Omelie

Omelia del 7 agosto 2016 - PER ANNO XIX (Anno C)

Il brano della lettera agli Ebrei, di cui non si conosce il sacro autore, ma lettera molto bella, butta lì una affermazione che non possiamo sorvolare. La parola stessa ci dice che si tratta di discendere le scale del divino edificio, che noi abitiamo fin dalla nostra rinascita per mezzo del battesimo, per raggiungere ed esplorare le sue nascoste e possenti fondamenta. L’edificio, ben piantato in terra, si erge maestoso fino a penetrare nell’alto dei cieli. Coralmente lo rivisitiamo ogni domenica, quando proclamiamo il ‘Credo’.

Cosa fa sì che, quello che diciamo a parole, sia anche quello che realmente crediamo? Ecco la risposta della Lettera agli Ebrei: è la FEDE. “La fede è fondamento di ciò che si spera e prova di ciò che non si vede” dice la lettera agli ebrei. Qui le affermazioni si fanno possenti. Ecco perché, dopo averle proclamate, è necessario sostare e, con l’aiuto dell’omelia, tentare la, pur minima, comprensione.

Dire che la fede è ‘fondamento di ciò che si spera’, significa interrogarci: “Ma cos’è che ci viene proposto di sperare o che si deve assolutamente sperare?” C’è una litania di verità su cui noi, ogni domenica, a voce alta diciamo di sperare ed è il ‘CREDO’. Al Credo affidiamo e dal Credo attingiamo tutta la nostra speranza. Nella recita del Credo, c’è un gioco tra le verità, ma è solo in apparenza un gioco.

Mi spiego: si comincia col dire: ‘Credo in un solo Dio, Creatore e Signore del cielo e della terra’. Questo, della fede, è il piano più alto, l’ultimo del palazzo. Ma è proprio da quel piano che discende per noi e con noi, la fede, cioè il fondamento di tutto ciò che si spera. Giù, giù, a occhi bendati, si giura su tutte quelle verità che scendono dai cieli e che pervadono l’intero creato.

Dopo di aver proclamato di credere in Dio Padre, in Gesù il figlio e nello Spirito Santo che è l’ossigeno che alimenta la nostra fede sperimentata più che capita, si termina con quella affermazione che per noi, egoisticamente, diventa la prima, cioè: Credo la Vita Eterna. 

E’ la prova che la nostra speranza non è un sentimento vano, ma una verità pari a quella che ci ha fatto dire: “Credo in Dio”. Quale è questo fondamento per cui speriamo e ci conviene sperare? Quello che fa dire all’autore del brano che stiamo interrogando: “Il fondamento di ciò che si spera” è LA FEDE. Ma la fede, a sua volta, ci introduce in un percorso che non possiamo raccontare razionalmente.

La fede stessa dice di sé stessa: “Sono la prova di ciò che non si vede”. Ma non è vero che ciò che non si vede non esista.
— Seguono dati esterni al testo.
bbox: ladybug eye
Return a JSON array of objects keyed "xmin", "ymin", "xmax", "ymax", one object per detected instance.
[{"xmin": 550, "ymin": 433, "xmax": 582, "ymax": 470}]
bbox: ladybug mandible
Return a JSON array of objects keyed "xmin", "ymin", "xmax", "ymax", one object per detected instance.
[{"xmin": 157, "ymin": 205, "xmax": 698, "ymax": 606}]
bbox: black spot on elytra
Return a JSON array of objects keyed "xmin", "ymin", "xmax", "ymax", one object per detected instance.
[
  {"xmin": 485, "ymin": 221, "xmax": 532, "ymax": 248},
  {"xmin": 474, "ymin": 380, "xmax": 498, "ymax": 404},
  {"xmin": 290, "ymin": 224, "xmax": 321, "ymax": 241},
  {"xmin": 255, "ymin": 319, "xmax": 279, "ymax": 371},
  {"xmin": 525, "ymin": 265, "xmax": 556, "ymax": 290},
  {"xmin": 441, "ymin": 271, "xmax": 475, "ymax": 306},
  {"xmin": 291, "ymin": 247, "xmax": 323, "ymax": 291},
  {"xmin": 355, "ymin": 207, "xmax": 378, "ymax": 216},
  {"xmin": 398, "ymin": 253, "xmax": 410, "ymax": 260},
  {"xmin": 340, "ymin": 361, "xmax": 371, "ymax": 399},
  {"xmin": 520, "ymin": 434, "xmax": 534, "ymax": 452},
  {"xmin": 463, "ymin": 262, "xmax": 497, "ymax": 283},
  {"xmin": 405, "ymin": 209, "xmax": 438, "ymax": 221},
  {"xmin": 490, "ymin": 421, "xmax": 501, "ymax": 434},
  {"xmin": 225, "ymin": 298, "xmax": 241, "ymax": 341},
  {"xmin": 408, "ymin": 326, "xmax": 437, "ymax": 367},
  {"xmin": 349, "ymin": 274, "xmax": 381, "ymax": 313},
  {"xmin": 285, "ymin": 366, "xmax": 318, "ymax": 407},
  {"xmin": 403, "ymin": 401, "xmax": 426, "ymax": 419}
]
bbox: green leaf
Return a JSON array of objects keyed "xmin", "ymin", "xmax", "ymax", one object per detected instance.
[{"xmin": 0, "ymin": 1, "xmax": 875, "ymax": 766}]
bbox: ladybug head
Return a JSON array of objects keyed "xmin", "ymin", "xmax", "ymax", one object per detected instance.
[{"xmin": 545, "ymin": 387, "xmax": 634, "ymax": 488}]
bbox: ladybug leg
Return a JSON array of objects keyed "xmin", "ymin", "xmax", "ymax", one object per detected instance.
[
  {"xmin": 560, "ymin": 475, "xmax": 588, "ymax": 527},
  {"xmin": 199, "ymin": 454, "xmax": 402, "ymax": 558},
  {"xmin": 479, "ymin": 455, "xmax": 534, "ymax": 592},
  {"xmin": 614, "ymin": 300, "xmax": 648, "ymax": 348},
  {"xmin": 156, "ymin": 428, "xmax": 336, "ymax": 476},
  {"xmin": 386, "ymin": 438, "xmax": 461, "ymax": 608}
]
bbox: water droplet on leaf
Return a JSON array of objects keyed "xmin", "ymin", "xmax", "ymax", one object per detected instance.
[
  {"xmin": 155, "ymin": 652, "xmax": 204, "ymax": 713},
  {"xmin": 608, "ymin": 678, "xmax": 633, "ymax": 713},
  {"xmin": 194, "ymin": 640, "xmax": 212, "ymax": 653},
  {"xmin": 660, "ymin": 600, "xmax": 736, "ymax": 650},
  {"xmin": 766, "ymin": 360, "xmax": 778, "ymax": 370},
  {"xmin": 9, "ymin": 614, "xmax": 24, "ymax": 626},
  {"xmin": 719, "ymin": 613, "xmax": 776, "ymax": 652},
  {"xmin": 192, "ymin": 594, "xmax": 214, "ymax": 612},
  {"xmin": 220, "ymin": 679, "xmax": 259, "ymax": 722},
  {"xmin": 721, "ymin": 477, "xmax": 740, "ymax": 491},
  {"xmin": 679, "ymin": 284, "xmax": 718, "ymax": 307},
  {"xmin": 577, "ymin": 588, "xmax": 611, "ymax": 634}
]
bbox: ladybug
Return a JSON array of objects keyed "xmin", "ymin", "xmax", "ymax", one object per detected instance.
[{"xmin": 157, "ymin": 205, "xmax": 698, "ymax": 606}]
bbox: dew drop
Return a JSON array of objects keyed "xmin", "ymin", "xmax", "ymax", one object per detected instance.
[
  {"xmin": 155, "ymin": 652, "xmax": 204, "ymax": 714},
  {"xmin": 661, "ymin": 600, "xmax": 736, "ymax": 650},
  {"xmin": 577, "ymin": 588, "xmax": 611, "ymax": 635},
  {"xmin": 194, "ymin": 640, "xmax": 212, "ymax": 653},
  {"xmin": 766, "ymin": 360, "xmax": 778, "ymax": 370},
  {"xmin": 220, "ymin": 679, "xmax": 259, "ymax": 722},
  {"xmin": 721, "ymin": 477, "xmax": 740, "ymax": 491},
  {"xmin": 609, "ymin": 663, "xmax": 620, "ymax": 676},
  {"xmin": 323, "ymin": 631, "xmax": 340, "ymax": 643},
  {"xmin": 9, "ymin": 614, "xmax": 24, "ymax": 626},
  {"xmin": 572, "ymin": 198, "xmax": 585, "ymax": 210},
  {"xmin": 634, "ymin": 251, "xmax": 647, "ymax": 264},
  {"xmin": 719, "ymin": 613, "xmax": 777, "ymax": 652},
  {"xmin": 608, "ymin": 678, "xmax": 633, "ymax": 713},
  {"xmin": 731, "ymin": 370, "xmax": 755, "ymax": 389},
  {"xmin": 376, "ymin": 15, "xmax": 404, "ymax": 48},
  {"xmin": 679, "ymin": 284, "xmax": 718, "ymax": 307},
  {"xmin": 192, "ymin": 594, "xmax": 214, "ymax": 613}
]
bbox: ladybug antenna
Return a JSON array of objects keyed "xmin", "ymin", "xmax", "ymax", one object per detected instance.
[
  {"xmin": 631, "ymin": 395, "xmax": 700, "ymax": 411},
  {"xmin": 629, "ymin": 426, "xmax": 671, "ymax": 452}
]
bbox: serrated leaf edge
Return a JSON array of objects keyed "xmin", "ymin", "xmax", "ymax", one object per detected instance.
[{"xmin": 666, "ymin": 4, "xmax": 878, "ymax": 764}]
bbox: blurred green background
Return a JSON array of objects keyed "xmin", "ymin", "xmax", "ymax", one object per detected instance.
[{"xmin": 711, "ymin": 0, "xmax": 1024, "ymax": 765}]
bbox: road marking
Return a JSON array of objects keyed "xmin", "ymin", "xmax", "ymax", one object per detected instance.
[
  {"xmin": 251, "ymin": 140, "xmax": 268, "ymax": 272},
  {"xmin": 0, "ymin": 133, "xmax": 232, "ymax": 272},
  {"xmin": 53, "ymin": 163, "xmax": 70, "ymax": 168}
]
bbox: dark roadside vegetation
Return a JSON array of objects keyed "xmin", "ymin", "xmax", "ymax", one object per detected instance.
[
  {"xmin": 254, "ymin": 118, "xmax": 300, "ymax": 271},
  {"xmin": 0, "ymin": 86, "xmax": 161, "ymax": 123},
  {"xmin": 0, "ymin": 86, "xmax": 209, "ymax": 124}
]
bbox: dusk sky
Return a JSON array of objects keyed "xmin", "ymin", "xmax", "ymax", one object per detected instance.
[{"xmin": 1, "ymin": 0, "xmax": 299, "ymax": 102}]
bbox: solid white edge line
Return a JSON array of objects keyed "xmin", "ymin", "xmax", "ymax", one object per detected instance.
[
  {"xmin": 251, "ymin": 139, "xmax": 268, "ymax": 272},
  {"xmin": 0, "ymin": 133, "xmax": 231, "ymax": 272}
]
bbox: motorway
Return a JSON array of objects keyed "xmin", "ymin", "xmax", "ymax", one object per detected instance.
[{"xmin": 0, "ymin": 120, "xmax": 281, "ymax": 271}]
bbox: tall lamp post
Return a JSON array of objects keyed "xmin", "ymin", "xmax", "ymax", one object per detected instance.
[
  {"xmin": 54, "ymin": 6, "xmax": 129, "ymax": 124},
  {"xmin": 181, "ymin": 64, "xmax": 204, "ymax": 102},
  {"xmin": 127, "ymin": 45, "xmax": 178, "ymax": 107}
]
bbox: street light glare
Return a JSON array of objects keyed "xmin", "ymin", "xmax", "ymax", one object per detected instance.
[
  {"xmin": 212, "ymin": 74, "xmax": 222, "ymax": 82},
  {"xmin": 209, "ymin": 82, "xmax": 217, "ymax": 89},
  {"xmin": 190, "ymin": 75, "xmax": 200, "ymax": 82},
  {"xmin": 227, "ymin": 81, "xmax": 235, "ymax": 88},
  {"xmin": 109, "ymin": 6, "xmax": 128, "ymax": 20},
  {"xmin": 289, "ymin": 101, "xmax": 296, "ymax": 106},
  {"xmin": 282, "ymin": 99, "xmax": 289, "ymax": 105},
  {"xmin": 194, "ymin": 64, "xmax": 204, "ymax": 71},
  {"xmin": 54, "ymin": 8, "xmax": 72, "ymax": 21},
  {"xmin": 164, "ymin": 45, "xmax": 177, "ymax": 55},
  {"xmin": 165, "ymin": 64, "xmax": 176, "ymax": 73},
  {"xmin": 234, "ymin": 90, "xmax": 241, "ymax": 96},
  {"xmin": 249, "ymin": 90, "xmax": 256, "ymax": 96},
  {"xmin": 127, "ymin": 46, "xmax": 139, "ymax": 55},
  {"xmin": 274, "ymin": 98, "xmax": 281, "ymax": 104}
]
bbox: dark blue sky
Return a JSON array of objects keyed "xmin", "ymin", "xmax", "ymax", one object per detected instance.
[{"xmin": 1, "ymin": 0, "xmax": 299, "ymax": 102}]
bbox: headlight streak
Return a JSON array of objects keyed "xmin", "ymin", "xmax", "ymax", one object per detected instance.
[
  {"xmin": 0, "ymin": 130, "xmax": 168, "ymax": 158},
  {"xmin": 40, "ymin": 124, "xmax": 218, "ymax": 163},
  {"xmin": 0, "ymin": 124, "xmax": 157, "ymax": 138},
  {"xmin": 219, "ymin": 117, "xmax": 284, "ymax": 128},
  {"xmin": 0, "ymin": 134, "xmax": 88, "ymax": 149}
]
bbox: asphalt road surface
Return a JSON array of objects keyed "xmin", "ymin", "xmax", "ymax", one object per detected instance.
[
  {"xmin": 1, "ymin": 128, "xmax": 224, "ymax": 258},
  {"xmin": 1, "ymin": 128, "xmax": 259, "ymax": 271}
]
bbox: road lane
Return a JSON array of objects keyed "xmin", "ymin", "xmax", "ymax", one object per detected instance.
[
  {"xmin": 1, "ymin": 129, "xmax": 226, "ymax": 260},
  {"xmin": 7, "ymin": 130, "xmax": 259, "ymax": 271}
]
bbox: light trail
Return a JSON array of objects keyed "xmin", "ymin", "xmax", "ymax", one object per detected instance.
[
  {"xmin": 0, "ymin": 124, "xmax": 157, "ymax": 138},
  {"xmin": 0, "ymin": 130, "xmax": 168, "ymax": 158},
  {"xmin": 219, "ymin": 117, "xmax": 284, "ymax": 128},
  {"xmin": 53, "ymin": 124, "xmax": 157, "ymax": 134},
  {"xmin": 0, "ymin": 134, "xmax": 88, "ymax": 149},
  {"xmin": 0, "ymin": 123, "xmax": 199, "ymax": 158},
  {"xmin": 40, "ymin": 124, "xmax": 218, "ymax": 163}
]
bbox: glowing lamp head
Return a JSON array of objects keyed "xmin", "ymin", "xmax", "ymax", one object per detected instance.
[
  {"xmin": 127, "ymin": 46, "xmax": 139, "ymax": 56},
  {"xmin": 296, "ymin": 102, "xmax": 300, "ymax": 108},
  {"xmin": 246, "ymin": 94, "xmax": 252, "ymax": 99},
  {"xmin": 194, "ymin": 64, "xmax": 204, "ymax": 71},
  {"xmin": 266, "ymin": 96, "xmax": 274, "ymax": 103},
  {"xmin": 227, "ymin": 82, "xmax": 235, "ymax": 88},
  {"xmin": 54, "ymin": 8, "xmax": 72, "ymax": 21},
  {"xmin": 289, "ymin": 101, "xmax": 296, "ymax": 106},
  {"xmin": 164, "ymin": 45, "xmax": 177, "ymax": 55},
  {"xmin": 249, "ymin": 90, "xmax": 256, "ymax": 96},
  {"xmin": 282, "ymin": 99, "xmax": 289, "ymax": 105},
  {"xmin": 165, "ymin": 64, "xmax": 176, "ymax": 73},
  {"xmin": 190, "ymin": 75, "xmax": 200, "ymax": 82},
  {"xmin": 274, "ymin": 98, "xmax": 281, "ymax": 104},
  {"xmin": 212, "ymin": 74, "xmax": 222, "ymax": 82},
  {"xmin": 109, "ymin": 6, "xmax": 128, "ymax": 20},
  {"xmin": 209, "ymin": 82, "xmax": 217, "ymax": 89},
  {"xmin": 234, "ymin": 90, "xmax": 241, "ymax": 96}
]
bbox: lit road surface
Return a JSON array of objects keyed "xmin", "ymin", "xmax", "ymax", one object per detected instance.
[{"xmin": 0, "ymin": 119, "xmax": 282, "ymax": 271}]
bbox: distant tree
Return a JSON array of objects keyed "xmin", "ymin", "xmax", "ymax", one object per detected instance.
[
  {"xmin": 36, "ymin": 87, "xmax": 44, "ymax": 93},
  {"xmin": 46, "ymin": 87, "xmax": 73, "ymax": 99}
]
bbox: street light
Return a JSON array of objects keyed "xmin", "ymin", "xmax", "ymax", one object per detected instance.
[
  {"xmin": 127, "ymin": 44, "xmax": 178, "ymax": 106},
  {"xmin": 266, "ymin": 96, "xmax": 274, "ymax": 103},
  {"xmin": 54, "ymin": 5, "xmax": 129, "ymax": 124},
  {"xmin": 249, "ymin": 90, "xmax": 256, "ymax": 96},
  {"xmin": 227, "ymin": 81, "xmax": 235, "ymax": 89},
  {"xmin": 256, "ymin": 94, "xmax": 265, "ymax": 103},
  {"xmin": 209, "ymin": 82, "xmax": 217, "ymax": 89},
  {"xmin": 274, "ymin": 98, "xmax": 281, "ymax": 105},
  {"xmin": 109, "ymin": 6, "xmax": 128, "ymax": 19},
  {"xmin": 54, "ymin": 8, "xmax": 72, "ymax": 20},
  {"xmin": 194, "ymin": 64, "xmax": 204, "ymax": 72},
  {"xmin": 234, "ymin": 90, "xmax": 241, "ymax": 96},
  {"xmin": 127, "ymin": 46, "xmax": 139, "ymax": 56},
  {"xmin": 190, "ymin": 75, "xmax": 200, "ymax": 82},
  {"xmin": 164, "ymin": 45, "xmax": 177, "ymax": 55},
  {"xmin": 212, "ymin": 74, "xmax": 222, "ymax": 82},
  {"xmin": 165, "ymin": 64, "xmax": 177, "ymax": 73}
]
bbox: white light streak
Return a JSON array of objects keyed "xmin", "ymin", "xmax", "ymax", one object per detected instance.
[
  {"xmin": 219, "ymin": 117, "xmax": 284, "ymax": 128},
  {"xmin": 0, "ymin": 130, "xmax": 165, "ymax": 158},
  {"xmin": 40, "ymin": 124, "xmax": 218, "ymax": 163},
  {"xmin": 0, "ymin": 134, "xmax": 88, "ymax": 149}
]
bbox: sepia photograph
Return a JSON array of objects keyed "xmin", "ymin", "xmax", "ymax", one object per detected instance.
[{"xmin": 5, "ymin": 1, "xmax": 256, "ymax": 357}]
Quanti di noi sono, da questo punto di vista, in linea orizzontale con quanto di verticale si dice della fede: il novantanove per cento di noi stessi, di ciò che siamo e pensiamo, esiste solo in e per noi, ma esiste. Può sembrare un ragionamento arido. Allora ripetiamolo con gioia, anche se non lo si vede: “La fede è fondamento di ciò che si spera”. Ripartiamo con entusiasmo da Abramo, nostro padre nella fede. ‘Padre Abramo, aiutaci a credere’.